The Führer’s eyes darted around the room, taking in everything without turning his head more than a few degrees. His field uniform was more modest than Himmler’s, decorated with only the red armband and, on his left breast pocket, an old-fashioned Iron Cross, the one engraved with the year 1914 and given out to veterans of the First World War. Surveying the many mirrors, he said, “Vanity is a weakness. A weak man worked in here.”
No one contradicted him.
“And why, even this high up, is there still no breeze?”
Sant’Angelo had the impression that they were all being blamed for the lack of air.
Taking off his hat, adorned with the gold Imperial Eagle, he placed it on the desk upside down, then smoothed the back of his head with a trembling left hand. His eyes were an icy blue, and his brown hair was shorn oddly close along the sides. In the front, it fell in a heavy sweep from a parting on the right. Only his bristly moustache was tinged with gray. Noting the Medusa in Himmler’s hand, he said, “You hold that bauble as if it were significant.”
“It is, Mein Führer.”
“Given the trouble you’ve put me to, it had better be.”
Hitler took it in his right hand—Sant’Angelo noticed that he had placed the left one behind his back—and took an interested, but skeptical, look. First he studied the glaring face of the Gorgon, then he turned it over and grunted when he saw its black silk backing. With a thumb, he removed it, uncovering the mirror.
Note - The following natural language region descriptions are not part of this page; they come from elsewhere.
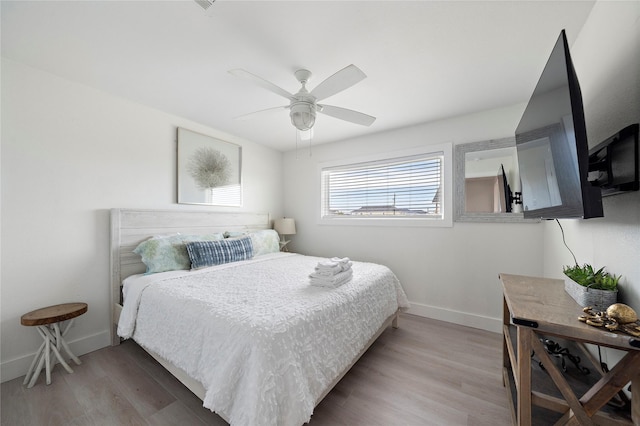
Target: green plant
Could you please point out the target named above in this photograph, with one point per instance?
(587, 277)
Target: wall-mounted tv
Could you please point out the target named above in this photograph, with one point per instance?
(614, 164)
(552, 148)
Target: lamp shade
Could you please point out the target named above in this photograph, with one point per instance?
(285, 226)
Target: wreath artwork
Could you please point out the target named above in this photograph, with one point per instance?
(209, 168)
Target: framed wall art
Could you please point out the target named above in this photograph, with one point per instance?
(209, 170)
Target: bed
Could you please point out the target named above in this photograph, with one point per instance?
(251, 337)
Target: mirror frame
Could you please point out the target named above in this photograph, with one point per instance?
(459, 211)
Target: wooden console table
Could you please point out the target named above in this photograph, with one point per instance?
(540, 307)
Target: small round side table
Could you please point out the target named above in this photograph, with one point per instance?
(46, 321)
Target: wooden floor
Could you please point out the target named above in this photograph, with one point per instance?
(424, 373)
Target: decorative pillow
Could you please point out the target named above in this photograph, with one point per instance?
(265, 241)
(209, 253)
(169, 253)
(234, 234)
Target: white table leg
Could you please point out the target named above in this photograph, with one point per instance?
(54, 339)
(66, 346)
(34, 363)
(47, 357)
(36, 373)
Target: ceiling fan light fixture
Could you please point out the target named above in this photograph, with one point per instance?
(303, 115)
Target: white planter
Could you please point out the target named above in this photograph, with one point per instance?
(584, 296)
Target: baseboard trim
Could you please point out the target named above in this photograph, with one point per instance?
(18, 367)
(457, 317)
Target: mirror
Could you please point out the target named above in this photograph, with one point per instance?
(482, 172)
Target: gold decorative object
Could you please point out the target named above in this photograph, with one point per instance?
(617, 317)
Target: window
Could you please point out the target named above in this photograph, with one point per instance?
(406, 186)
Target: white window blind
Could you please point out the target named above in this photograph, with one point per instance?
(403, 187)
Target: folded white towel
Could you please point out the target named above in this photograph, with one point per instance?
(332, 281)
(332, 268)
(328, 265)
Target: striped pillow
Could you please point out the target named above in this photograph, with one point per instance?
(210, 253)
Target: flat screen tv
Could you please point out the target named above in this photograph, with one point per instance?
(552, 148)
(505, 198)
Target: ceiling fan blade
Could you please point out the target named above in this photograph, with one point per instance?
(338, 82)
(261, 82)
(347, 115)
(261, 112)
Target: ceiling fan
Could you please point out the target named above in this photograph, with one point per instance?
(303, 105)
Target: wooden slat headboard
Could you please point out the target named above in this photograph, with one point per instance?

Sant’Angelo prayed that he would stay clear of the moonlight just beginning to show on the terrace outside.
“So it’s a lady’s looking glass,” he said, looking away from the mirror. “And not a particularly good one. The glass seems flawed.”
Sant’Angelo hoped he would put it aside; but instead, he distractedly wound the chain in and round his fingers, the
Medusa
herself cupped firmly in his palm.
“We believe there is more to it than meets the eye,” Himmler said, though with great deference.
“Yes, yes indeed,” Professor Mainz blurted out. “I believe that a manuscript exists, perhaps in this very chateau, which will explain how it was made—and the powers that it can bestow.”
Hitler flicked his eyes toward Sant’Angelo. “Well? Can you speak?”
“I can.”
“Then do so. I haven’t got all night.”
“You have already taken the measure of the thing quite accurately,” Sant’Angelo replied, in a deliberately timid tone. “It’s simply a little mirror, poorly made, without a single precious stone to distinguish it.”
“Ah, but that’s exactly it!” Mainz said, unable to restrain himself. “The things that have the greatest power always disguise themselves!” As he went off on a fevered disquisition of the occult and its physical phenomena, the marquis gently folded his hands together, in an innocent gesture, and lowered his eyes. He knew that he had been dismissed—judged and found wanting in Hitler’s eyes—and that was just what he hoped for.
He focused his thoughts entirely on the Führer … focused them, as he once had done years ago, on a sham Italian count. If he was going to break this monster’s mind, he first had to find a way inside it.
The discussion went on all around him, Mainz rambling on about a Spear of Destiny, Himmler babbling about an ancient king named Heinrich the Fowler, but Sant’Angelo tuned them out, as if adjusting a wireless set, and concentrated on a single signal … the one coming from the Führer himself.